TABLE 2. Linear mixed effects models that are better than their corresponding null models, with indication of random effects structure (random intercept) and model fit. See Supplementary Table S2 for the complete list and Supplementary Results S1 for model diagnostics. AIC, Akaike Information Criterion; ASPT, average score per taxon; ICC, intraclass correlation coefficient; RFP, rare family prevalence.

FIGURE 2
www.frontiersin.org

FIGURE 2. Predicted values of the fixed effects of the five significant linear mixed effects models. The fixed effects of the ASPT models show that the variance in both models is mostly contributed by the communities sampled further downstream of Dam II. ASPT, average score per taxon; RFP, rare family prevalence.

Discussion

The studied river system provided an opportunity to examine whether family-level biotic indices should be used to assess the ecological impacts of dams, particularly in a low-diversity river. We found low-diverse macroinvertebrate communities both upstream and downstream of the dams. Our analyses indicated general differences in the community compositions through space and time (Supplementary Figure S1), but upstream/downstream communities were found significantly different only for few selected indices (Table 2; Figure 2).

There are several potential causes for the low macroinvertebrate diversity in the Ruzizi River. Generally, factors contributing to low taxon richness can be low habitat diversity, unstable water levels, altered thermal regime, and altered food supply (Munn and Brusven, 1991). Moreover, macroinvertebrate assemblages below dams often have lower taxon richness and are typically dominated by certain species (Bona et al., 2008; Takao et al., 2008). In the specific case of the Ruzizi River, the hydrological and geographical setting of the dams is also relevant. The water predominantly comes from Lake Kivu, which is a species-poor lake because of its geological history and catastrophic volcanic events that affect also its current limnology (Jones, 2021). The lake’s environmental condition affects the Ruzizi River, especially at Dam I close to the outlet. We found that the habitat is disturbed and degraded by high water release and retention downstream of dams, leading to hydropeaking events (Tonolla et al., 2017; Muvundja et al., 2022). Sometimes water is retained upstream, dramatically altering the river’s habitat to the point of complete dry-up downstream. This kills many small organisms such as macroinvertebrates due to their low mobility (Bruder et al., 2016). Conversely, habitat alteration due to flooding is the proposed cause of low macroinvertebrate diversity in the Ruzizi River just upstream of the dams (Hyangya et al., 2014).

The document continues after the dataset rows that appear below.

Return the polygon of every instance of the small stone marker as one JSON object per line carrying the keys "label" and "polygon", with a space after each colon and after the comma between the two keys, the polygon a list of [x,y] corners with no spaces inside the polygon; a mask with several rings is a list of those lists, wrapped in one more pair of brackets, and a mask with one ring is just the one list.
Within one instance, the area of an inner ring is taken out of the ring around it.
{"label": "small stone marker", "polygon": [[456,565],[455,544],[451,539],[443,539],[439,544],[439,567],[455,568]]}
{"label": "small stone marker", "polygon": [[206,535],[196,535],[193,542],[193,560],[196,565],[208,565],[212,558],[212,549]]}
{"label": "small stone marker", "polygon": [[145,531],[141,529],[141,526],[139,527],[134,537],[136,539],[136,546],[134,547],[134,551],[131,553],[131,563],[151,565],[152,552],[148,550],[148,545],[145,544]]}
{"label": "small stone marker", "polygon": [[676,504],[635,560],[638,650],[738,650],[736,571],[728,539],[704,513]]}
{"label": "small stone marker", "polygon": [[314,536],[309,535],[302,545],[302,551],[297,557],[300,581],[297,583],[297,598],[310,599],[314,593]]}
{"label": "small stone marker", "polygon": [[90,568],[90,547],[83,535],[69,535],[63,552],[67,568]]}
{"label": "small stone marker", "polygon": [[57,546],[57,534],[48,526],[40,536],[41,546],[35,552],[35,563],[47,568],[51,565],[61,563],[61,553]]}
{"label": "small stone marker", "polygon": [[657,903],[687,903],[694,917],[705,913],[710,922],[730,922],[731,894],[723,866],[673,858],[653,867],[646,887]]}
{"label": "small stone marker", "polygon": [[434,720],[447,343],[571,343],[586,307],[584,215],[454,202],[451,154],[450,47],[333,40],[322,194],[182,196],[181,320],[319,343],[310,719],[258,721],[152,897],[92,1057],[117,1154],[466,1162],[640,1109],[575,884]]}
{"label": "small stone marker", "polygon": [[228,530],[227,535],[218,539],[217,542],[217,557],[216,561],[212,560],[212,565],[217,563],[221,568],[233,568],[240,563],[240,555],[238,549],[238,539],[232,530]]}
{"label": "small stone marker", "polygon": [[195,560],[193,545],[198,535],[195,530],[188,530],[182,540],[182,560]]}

The slight difference in macroinvertebrate diversity between sites near dams I and II could be due to the proximity of Dam I to Lake Kivu, which carries the same saline water and therefore has lower diversity than communities around Dam II, whose water is diluted by tributaries (Muvundja et al., 2022). The age difference in their existence could be another factor contributing to the lower diversity at Dam I compared to Dam II, which was constructed 30 years later. For the benthic macroinvertebrates, the impacts may be more noticeable in the short and medium-term due to their reduced capacity for movement and their affinity for the bottom substrates that constitute their living environment (Bhandari et al., 2018; Min and kong, 2020). Our result, however, is consistent with a study that showed that dams of different ages can affect downstream organisms differently, with older dams having a greater impact than those recently built along the same river (Wang et al., 2020).

Additionally to richness differences, we found differences in the community compositions. This especially concerns the relative abundance of sensitive and tolerant taxa. In general, at the sites near Dam I and Dam II, between December 2015 and October 2017, we observed an increase of families with low TARISS scores (representing species that tolerate pollution and disturbance), particularly Mollusca, Diptera (strongly represented by Chironomidae), and Heteroptera (compare Kaaya et al., 2015), while species that are highly sensitive to pollution (such as Trichoptera, Ephemeroptera, and Plecoptera; Kaaya et al., 2015) were rare both upstream and downstream of the dams. We observed considerable variation in flow rate and water level over the studied time interval. Such hydropeaking and drying events usually cause changes in macroinvertebrate communities and decrease the number of sensitive taxa in impacted areas (Wang et al., 2013).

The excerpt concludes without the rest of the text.